As an expert on food-web dynamics, his research focuses on finding new ways to reveal the intricate links, or connections, within ecosystems-from isolated mountain meadows to vast deserts. He takes this work-which has been published in such eminent science journals as Nature and Science-as seriously as he does his work with students. And he's particularly interested in encouraging minority students who might otherwise see careers in science as unattainable.

"Having a scientist of color standing before them in the classroom certainly makes a difference, but we have to be careful not to focus too much attention on 'superstar' role models, those whose accomplishments far exceed the average scientist," says Martinez, whose ethnicity is not the only challenge to common stereotypes of what a scientist should look like. His admittedly "laid-back" demeanor and casual appearance likewise defy stock images of stodgy men in white coats, but appeal to today's young ad ults.

"My worry is that some minority students will look at these star models and think, 'My god, I'll never measure up to that,'" Martinez says. "Students need to know you can succeed in science and enjoy it without giving up the rest of your life."

Martinez-who plays the steel-string guitar and takes every opportunity to ride his snowboard or mountain bike-sees himself as a "regular" guy who "didn't get good grades" but loved the scientific process. It's that passion for science, he says, that he tries to communicate to all his students. He does so in myriad ways.

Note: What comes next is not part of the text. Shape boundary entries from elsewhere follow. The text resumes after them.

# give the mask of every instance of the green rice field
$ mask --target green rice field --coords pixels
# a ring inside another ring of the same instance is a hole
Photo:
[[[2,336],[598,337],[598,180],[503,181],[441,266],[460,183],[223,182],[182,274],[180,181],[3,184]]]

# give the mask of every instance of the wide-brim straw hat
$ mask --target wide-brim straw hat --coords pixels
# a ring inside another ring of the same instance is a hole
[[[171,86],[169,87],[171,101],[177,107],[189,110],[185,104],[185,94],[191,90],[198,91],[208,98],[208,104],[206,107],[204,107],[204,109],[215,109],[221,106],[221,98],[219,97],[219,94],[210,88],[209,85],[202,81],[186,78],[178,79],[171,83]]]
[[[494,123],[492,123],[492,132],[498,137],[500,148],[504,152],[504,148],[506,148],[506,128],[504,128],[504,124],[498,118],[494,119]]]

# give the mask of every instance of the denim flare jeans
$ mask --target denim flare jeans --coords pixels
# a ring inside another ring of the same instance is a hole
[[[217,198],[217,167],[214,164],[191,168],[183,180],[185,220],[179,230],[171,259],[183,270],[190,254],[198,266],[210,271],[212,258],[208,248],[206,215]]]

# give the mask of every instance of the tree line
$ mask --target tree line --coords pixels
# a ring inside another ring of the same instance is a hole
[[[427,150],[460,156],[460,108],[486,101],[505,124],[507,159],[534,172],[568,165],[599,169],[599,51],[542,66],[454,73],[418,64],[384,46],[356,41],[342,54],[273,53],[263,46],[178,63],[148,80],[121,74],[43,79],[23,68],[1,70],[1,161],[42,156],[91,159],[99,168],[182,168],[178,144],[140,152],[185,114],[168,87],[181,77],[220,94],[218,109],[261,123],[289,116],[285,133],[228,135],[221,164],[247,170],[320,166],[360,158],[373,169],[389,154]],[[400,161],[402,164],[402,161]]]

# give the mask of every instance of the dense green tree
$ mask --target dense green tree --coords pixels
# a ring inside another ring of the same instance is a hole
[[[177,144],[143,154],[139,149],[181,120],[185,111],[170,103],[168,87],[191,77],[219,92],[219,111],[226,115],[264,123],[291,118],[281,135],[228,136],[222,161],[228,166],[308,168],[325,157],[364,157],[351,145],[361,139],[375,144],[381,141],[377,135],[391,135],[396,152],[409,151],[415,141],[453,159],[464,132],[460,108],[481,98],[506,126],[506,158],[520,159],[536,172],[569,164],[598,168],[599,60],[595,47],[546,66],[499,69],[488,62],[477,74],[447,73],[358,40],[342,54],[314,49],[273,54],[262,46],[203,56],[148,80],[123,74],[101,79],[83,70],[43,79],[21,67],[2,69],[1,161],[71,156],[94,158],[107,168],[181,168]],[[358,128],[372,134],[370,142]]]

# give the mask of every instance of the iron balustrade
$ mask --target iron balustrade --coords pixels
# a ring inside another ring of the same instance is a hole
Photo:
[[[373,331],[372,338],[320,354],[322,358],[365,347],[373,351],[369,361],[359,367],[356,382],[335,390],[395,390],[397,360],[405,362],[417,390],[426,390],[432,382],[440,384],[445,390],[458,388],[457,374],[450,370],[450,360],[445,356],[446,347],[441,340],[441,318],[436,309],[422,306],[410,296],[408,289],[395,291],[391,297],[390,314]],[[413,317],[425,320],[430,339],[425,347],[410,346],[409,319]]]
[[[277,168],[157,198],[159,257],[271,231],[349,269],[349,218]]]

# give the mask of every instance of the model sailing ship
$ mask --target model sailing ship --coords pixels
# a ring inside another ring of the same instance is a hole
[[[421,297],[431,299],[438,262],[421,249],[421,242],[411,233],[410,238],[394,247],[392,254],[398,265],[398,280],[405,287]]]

In 1999 Martinez received a grant from the National Science Foundation (NSF)-matched by SFSU-to create an Instructional Environmental Science Computer Lab at the Tiburon Center. The lab offers new technology and curriculum to address issues in environmental science. Last spring, at the same time his paper on computer modeling of food web structures appeared in Nature, Martinez taught his Food Web Controversies course utilizing the new lab. Students also used the computer equipment to model their own foo d webs.

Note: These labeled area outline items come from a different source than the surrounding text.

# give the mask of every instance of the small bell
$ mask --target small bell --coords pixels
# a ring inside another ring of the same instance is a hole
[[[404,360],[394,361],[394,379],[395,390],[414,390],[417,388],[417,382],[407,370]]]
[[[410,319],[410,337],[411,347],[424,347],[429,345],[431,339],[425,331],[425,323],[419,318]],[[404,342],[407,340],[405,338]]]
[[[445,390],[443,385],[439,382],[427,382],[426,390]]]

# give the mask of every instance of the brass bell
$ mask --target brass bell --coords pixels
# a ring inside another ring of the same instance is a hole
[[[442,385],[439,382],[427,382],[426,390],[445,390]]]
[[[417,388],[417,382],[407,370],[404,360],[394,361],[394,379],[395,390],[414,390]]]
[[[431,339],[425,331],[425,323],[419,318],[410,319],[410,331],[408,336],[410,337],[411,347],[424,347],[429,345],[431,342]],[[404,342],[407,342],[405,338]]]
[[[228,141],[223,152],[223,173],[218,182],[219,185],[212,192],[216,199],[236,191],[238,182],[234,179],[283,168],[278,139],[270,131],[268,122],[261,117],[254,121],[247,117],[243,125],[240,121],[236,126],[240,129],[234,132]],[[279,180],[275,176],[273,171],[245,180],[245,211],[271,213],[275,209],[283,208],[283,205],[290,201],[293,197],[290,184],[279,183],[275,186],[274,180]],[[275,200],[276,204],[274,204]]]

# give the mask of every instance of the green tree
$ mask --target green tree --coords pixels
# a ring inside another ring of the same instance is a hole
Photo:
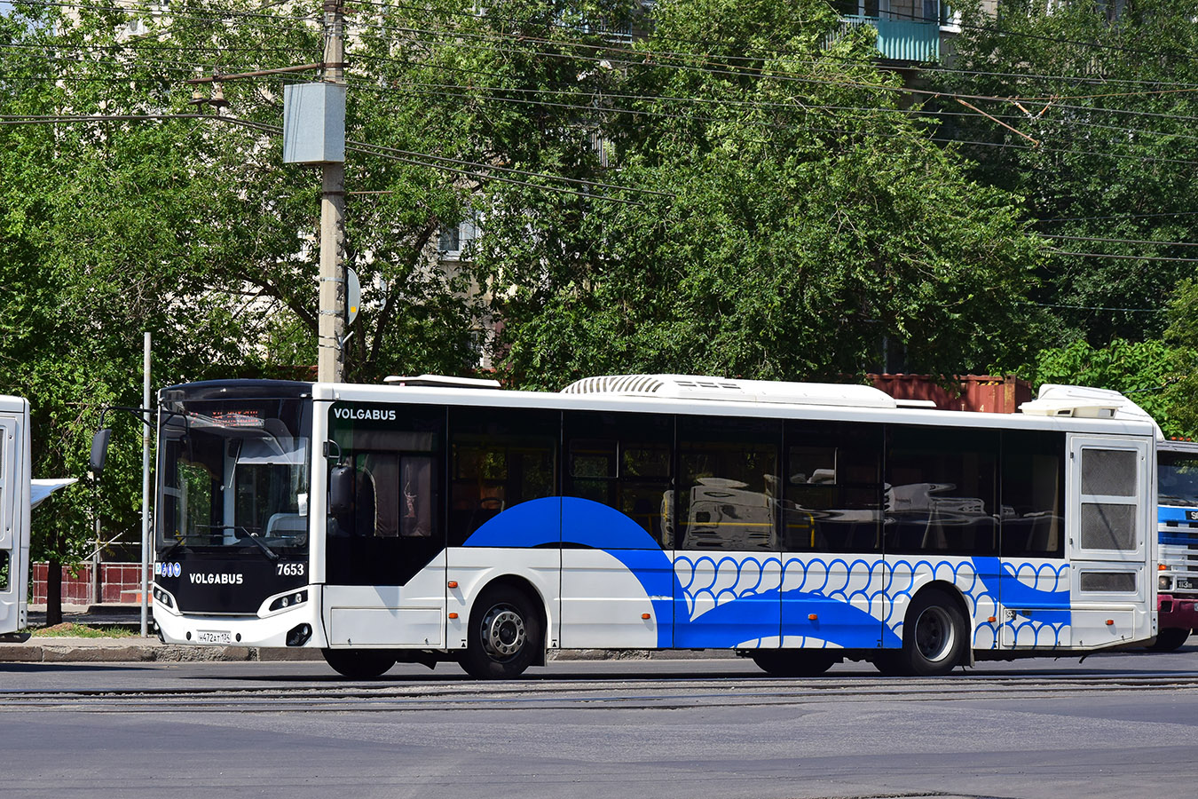
[[[1037,333],[1048,346],[1158,339],[1198,235],[1193,2],[962,7],[949,68],[924,79],[943,92],[938,138],[978,181],[1022,196],[1045,236],[1031,296],[1052,322]]]
[[[908,121],[872,40],[829,48],[823,2],[653,16],[631,50],[597,46],[565,75],[541,75],[538,54],[522,72],[589,109],[553,159],[628,190],[489,187],[478,260],[502,286],[504,374],[793,380],[864,373],[888,349],[946,373],[1021,351],[1039,244],[1018,201]]]
[[[1175,434],[1198,438],[1198,279],[1178,287],[1166,338],[1175,347],[1169,361],[1173,380],[1166,389]]]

"The tools were right there in the lab," says Martinez, whose research has earned him a stream of NSF grants over the last two years. "They could run the model and see the output and go, 'Oh, so that's what we're talking about.' They were really psyched."

"Neo is doing some really stellar research in ecology," says RTC Director Alissa Arp. "What's more, he's able to incorporate this work-and his passion about it-into the classroom."

To bring students of color together in the sciences, Martinez also helped sponsor the University's first official chapter of the Society for the Advancement of Chicano and Native American Scientists, of which his father was a founding member.

Additionally, Martinez mentors underrepresented students every summer at the Rocky Mountain Biological Lab in Colorado. As part of NSF's Research Experiences for Undergraduates, students conduct fieldwork alongside visiting scientists. Martinez's last student, a young Native-American woman, was so taken by the experience that she applied to SFSU's graduate program in biology.

"I really want to encourage students to develop themselves, and to learn to be perceptive and critical thinkers about the world around them," says Martinez. "There are so many brilliant, creative people who are turned off from science early on because it's presented as this static body of facts. While quantitative rigor is important to teach, I also want to convey the allure of conducting science. Hopefully, I'll nurture some of those creative students."